Maybe legalized open endorsements will also hurt a few Protestant churches where moderates (and even some liberals) feel welcome. Maybe a huckster like Rick Warren will finally show his true wingnut colors, and lose some of his flock (and revenue).
So, yeah, if we lose that law, I'll be sorry, but maybe it won't be all bad.
5 comments:
I think it would be difficult for the courts to overturn that law. Since churches are not tax exempt under the same provision as 501(c)(3) organizations (who are also prohibited from engaging in lobbying, endorsements, campaigning, etc.) the law just made the churches subject to the same rules. If you overturn the law and say "OK, pastors should have unlimited freedom of speech without losing tax exempt status" then you open up a huge can of worms as to why all 501(c)(3) organizations shouldn't be let off the hook too.
So I think that, even if they do bait the IRS into taking them to tax court and, possibly, ultimately the Supreme Court, the law is going to stand.
Marin, I see your point - but given the absurdly privileged position that religious entities/individuals (at least the Christian varieties) occupy in the American popular imagination & regard, I think a court could easily get away with formulating a bogus rationale as to why religious, but not secular, 501(c)(3)'s should have unlimited freedom of speech AND keep tax-exempt status. Easily, actually - merely an extension of the same rationale(s) propping up "In God We Trust", etc. And if 5 S. Ct. justices subscribed to such a bogus rationale, I don't think there's a snowball's chance in hell of Congress acting to overturn it.
Steve, I don't blame you for trying to find a silver lining, but it seems to me it would be a damn slim lining compared to the damage done by a gutting of the Johnson Amendment. The consolation to me, meager though it is, is that most of the pulpit politicians get away with murder already - only the most blatant violations are punished, near as I can tell.
The tax breaks are also unconstitutional.
Let's scrap them and keep the muzzle.
They went after an Episcopalian priest a few years ago for talking politics from the pulpit:
PASADENA, Calif. — A liberal church no longer faces the imminent loss of its tax-exempt status because of an anti-war sermon delivered days before the 2004 presidential election, its minister said yesterday.
The Rev. J. Edwin Bacon Jr. told the congregants at All Saints Episcopal Church that the Internal Revenue Service has closed a lengthy investigation into a speech by the church's former rector, the Rev. George F. Regas.
In the sermon, Regas did not urge parishioners to support President Bush or Sen. John Kerry, D-Mass., but was critical of the Iraq war and Bush's tax cuts.
Federal tax codes prohibit churches and other tax-exempt institutions from endorsing or opposing political candidates.

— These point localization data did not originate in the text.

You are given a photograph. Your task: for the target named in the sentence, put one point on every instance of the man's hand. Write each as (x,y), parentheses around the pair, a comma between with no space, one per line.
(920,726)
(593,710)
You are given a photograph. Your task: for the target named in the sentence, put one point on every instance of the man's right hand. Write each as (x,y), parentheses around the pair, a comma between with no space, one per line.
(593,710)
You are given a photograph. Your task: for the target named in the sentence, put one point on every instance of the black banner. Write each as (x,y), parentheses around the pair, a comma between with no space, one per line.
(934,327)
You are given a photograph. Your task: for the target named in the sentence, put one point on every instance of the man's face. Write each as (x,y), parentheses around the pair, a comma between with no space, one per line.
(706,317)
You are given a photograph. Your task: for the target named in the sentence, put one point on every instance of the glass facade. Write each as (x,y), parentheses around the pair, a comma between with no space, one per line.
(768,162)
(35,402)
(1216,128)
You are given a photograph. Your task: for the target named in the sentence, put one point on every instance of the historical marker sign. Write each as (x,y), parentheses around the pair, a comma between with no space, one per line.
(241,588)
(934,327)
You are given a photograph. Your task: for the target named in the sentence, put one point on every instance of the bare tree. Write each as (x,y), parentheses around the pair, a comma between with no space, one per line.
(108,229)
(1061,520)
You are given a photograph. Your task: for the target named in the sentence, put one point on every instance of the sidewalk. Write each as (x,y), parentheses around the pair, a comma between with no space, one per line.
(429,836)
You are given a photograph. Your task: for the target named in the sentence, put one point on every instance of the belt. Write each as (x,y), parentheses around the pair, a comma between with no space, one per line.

In a letter dated Sept. 10, the IRS said the church continues to qualify for tax-exempt status but that Regas' sermon amounted to a one-time intervention in the presidential race. The letter offered no specifics or explanation for either conclusion, but noted that the church did have appropriate policies in place to ensure that it complied with prohibitions on political activity.
Bacon said the letter's unclear conclusion could mean future investigation of the church and leaves a ''chilling effect'' on the freedom of clerics from all faiths to preach about core moral values and such issues as war and poverty.
The church has ''no more guidance about the IRS rules now than when we started this process over two long years ago,'' Bacon said.
Feck the churches.
The synagogues.
The mosques.
The temples.
The covens.
Tax all of them.
Let them render unto Caesar, then their leaders can say whatever the feck they want to.
Until then, either pay and talk, or keep your tax break and eat of the body and drink of the blood of STFU.